Re: Electricians in Energized Cable Trays

The situation of crawing in a energized cable tray that has 480 cables, and you are walking, crawling, laying, etc. on the cables is a very dangerous situation. I can tell you from 45 years of experience on a DuPont Chemical plant,that would not be allowed, period.
If OSHA happened to make an unexpected visit when you were ordered to crawl in the energized cable tray, that would definitely be a heavy fine for that company.
I am an instructor now, and I hear some of the very unsafe actions that some companies allow.
 

petersonra

Senior Member
Location
Northern illinois
Occupation
engineer
Re: Electricians in Energized Cable Trays

I guess it depends on a couple things.

1. Will the cable trays hold your weight?

2. Are you walking directly on the cables? If so, maybe you could make some wooden covers to put over the trays so you walk on them instead of the wires.

3. Can you use a lift of some sort instead?

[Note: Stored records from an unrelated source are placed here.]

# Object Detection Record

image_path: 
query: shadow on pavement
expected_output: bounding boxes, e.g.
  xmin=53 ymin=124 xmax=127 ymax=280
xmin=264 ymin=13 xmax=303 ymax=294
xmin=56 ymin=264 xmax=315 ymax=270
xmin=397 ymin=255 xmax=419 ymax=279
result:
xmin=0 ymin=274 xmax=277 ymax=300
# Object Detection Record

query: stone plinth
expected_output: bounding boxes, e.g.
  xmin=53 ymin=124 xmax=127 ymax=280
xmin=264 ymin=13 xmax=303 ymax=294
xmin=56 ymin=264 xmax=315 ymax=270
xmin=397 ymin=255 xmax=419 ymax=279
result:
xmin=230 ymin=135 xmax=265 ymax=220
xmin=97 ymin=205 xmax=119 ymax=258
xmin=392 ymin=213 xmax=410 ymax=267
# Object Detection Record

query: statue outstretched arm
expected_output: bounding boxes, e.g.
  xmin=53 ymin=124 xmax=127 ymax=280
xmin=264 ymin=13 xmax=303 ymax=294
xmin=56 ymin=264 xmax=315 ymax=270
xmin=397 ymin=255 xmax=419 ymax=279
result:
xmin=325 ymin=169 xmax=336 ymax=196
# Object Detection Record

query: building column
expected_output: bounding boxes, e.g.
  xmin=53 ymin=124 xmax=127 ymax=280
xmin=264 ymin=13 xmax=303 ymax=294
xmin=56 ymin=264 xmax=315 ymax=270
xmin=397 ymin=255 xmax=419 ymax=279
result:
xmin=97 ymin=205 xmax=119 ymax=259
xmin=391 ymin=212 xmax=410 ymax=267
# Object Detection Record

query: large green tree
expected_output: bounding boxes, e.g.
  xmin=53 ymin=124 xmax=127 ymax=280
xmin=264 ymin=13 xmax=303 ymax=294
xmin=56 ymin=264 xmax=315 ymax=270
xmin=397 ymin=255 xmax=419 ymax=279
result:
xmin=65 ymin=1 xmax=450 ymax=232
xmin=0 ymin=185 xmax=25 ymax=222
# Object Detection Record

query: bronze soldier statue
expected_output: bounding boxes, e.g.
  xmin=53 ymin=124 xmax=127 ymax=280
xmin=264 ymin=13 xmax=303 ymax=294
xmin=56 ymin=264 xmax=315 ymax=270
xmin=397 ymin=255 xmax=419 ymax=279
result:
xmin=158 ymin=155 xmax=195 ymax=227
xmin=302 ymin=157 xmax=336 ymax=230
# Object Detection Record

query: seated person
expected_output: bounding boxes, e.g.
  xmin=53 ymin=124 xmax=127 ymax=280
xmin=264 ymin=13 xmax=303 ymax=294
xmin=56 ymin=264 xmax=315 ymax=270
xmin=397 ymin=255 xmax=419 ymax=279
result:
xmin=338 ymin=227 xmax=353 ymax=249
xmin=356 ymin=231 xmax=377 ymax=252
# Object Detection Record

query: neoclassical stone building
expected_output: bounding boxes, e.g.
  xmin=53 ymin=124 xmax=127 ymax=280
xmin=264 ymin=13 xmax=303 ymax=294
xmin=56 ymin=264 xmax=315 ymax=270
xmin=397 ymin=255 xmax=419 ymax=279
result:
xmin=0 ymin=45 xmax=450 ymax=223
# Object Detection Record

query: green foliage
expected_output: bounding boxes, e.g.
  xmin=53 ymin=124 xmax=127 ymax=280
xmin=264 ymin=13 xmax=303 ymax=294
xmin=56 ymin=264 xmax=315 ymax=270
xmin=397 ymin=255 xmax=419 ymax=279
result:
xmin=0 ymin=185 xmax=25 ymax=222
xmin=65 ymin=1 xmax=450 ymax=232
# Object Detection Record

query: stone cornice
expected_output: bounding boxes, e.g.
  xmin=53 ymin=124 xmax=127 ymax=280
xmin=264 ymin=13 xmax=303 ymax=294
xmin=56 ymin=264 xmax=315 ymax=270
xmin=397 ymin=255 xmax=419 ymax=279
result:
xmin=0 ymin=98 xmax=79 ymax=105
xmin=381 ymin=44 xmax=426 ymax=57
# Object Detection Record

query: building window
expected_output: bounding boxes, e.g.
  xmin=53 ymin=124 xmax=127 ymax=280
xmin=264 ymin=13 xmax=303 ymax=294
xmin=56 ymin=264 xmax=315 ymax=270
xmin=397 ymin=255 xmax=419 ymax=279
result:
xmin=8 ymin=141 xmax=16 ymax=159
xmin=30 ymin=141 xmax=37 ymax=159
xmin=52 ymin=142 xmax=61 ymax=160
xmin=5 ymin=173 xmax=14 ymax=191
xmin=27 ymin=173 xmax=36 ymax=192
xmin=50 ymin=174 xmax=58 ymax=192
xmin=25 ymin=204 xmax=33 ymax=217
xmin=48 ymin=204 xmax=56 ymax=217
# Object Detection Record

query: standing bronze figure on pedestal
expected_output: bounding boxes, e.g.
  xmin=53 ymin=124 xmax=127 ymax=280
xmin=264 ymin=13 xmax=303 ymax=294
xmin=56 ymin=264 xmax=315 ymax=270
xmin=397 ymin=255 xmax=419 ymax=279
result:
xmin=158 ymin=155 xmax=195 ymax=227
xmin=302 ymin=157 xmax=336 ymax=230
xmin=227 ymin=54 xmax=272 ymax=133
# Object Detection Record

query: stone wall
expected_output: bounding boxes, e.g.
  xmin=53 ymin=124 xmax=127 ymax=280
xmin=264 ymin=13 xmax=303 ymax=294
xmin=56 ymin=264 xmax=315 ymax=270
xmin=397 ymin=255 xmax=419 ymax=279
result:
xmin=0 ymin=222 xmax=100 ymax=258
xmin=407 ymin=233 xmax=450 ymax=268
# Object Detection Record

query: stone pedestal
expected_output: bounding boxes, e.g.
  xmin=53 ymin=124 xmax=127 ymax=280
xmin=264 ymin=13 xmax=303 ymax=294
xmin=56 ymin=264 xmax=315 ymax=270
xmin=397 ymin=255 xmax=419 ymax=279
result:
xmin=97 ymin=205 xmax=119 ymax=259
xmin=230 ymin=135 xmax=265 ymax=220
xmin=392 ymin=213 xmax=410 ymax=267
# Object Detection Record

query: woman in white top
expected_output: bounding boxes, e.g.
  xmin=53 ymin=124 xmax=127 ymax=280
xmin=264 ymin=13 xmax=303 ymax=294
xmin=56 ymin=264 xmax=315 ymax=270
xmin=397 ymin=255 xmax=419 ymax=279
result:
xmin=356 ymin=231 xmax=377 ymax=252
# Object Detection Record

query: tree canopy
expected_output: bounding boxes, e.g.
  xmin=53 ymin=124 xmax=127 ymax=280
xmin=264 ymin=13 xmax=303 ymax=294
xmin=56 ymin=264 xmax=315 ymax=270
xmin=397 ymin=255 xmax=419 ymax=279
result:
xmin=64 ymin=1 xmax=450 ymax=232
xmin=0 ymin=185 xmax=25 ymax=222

I'm not even overjoyed with adding cables to a cable tray that has live 480V wires in it, much less walking on them. Not withstanding the risk of injuring yourselves, you could also damage a cable. Maybe they'd care about that, if not about you.
 

charlie tuna

Senior Member
Location
Florida
Re: Electricians in Energized Cable Trays

this seems to me a common sense issue --- an open cable tray is no different than an open gutter. if you abuse any energized open conductor you are asking for trouble. i have worked on high voltage (4160v) cable trays and 480 volt trays over aircraft repair facilities without any problems. any area that a conductor could be damaged by any installation work was covered with 3/4" plywood. one of the features or selling point of cable tray systems is the ease of additional cabling!
 

hurk27

Senior Member
Re: Electricians in Energized Cable Trays

Frank
No one can force anyone to do something that is that dangerous! And if they try or even allow this kind of work to go on, this is a company that does not care about their employee's. I would bring it up to management or call OSHA and the labor board. This way you have something to fall back on if your fired for blowing the whistle on them. I have been fired twice for just that. What good is the money you make if your dead! I was let go from a steel fabricating plant because I refused to walk the 80' high crane rails when I knew the crane operators were not being reprimanded for drinking on the job. Management was just looking the other way. :eek: This plant had a history of many death's that was just slipping through. And it wasn't going to be me by another's hand.

Many times we have to take safety into our own hands or we won't live very long.
 
Re: Electricians in Energized Cable Trays

Thank you! That is exactly what I assumed. The measures were applied as mentioned, but no results from the action. Guess I need to leave!!!